3440 Kilometer Grenze haben China und Indien gemeinsam. Seit den 1950er Jahren gibt es immer wieder Streit darum, besonders auf den Bergen im Himalaya. Peking beansprucht etwa 90.000 Quadratkilometer eines Gebiets für sich, das sich unter indischer Kontrolle befindet. Auch dort geht China aggressiv vor, etwa mit dem Bau neuer Dörfer. Indien versucht, dem mit neuer, besserer Infrastruktur entgegen zu wirken. Ein weiteres Krisengebiet, Sikkim, liegt an einer Engstelle, die die einzige Verbindung zwischen dem Westen und Osten Indiens darstellt. Immer wieder Truppen beider Länder gegenüber, genau wie im Krisengebiet Ladakh.

Im Himalaya führt China einen erbitterten Krieg um Wasser: Am Fluss Yarlung Tsangpo, der in Tibet entspringt, sollen Turbinen mit einer Rekordleistung von 60 Gigawatt installiert werden – fast dreimal so viel wie im bisher weltgrößten Wasserkraftwerk, dem Drei-Schluchten-Staudamm am Jangtse. Der Yarlung Zangbo ist der größte Hochgebirgsfluss der Welt. Er fließt 1 700 Kilometer über das Tibet-Plateau auf einer Höhe von etwa 4 000 Metern und folgt dabei der Nahtstelle zwischen Indien und Eurasien. Im Ost-Himalaya bricht er aus dem Hochplateau in der weltbekannten, hufeisenförmigen Zangbo-Schlucht nach Indien durch. Der Fluss, der in Indien Brahmaputra heißt, ist der wasserreichste Fluss Asiens, auf den hunderte Millionen Menschen angewiesen sind. Die Wasserstände dort sind zuletzt auf ein „besorgniserregend niedriges Niveau“ gefallen, wie die Mekong-Flusskommission – eine zwischenstaatliche Organisation von Mekong-Anrainern, an der China nicht beteiligt ist – mitteilte.
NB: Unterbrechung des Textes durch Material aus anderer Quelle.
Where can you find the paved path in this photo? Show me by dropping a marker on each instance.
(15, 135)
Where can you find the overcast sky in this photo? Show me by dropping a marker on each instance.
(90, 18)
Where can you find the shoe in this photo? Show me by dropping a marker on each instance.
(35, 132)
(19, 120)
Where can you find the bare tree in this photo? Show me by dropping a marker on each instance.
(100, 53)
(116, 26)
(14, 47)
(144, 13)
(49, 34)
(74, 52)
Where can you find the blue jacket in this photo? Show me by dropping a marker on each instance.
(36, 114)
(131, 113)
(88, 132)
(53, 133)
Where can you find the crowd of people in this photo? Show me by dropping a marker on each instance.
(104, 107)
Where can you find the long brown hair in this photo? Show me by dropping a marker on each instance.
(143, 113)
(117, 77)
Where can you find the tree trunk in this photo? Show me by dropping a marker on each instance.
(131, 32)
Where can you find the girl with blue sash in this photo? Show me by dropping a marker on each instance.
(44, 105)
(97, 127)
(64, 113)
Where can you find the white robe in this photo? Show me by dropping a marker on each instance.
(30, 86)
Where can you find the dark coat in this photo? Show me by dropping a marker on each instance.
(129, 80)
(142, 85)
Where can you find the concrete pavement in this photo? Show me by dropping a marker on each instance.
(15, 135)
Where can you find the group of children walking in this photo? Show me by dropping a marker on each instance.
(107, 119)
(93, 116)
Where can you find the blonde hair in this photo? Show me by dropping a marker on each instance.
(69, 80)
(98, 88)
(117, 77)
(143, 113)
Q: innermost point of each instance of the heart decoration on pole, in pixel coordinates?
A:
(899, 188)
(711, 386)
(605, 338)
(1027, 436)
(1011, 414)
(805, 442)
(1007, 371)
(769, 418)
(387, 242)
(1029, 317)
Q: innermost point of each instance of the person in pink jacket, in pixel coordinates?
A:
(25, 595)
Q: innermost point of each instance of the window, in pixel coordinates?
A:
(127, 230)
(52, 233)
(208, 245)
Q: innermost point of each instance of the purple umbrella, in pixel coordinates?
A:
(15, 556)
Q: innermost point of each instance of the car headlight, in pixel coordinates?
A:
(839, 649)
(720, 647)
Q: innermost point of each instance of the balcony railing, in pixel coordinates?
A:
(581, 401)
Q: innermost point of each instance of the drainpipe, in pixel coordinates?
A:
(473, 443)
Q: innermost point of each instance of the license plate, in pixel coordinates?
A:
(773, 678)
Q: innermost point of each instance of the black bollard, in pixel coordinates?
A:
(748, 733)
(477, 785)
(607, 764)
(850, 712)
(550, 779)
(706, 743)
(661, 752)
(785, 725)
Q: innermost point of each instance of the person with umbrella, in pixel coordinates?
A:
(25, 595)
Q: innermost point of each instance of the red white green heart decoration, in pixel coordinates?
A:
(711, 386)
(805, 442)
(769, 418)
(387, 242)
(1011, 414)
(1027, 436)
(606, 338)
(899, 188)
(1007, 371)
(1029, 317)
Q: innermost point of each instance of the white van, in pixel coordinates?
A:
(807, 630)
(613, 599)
Auch der Mekong entspringt auf chinesischem Territorium. Der größte Fluss Südostasiens setzt seinen Weg fort durch Myanmar, Laos, Thailand, Kambodscha und Vietnam. China hat ihn mit insgesamt 11 Dämmen gestaut, ein wichtiger darunter ist der Jinghong-Damm in der Provinz Yunnan. „Die chinesischen Staudämme haben verheerende Folgen für die Menschen, die flussabwärts leben“, kritisiert die Umweltschutzorganisation International Rivers. Der Mekong tritt jedes Jahr zur Schneeschmelze im Himalaya und in der Monsunzeit in den Anrainerstaaten über die Ufer und befruchtet das Land mit wertvollen Sedimenten. Von 2019 bis April 2020 wurde der Nuozhadu- Damm mit Wasser gefüllt.2019 fiel der Fluss an der Grenze zwischen Thailand und Laos weitgehend trocken. Millionen von Fischen erstickten in kleinen übrig gebliebenen Pools. Die Situation war so dramatisch, dass Thailand seine Armee mobilisierte, um für Entspannung zu sorgen. Im selben Jahr gab es im Mekong-Delta keinen Monsun-bedingten Anstieg des Wassers. Millionen von Menschen im Delta sind immer wieder ohne Zugang zu Trinkwasser, weil von China so viel davon zurück gehalten wird. Zwischen Thailand und Laos wurden dagegen wiederholt zwischendurch plötzlich kurzzeitig enorme Überflutungen registriert. Das Wasser stieg innerhalb kürzester Zeit um mehrere Meter, richtete in den anliegenden Orten enorme Schäden an und sank ebenso plötzlich wieder. Peking behandelt seine Wasserpolitik als Staatsgeheimnis und teilt nichts dazu mit. Beobachtungen von Außen werden als Diffamierungen durch die USA behandelt.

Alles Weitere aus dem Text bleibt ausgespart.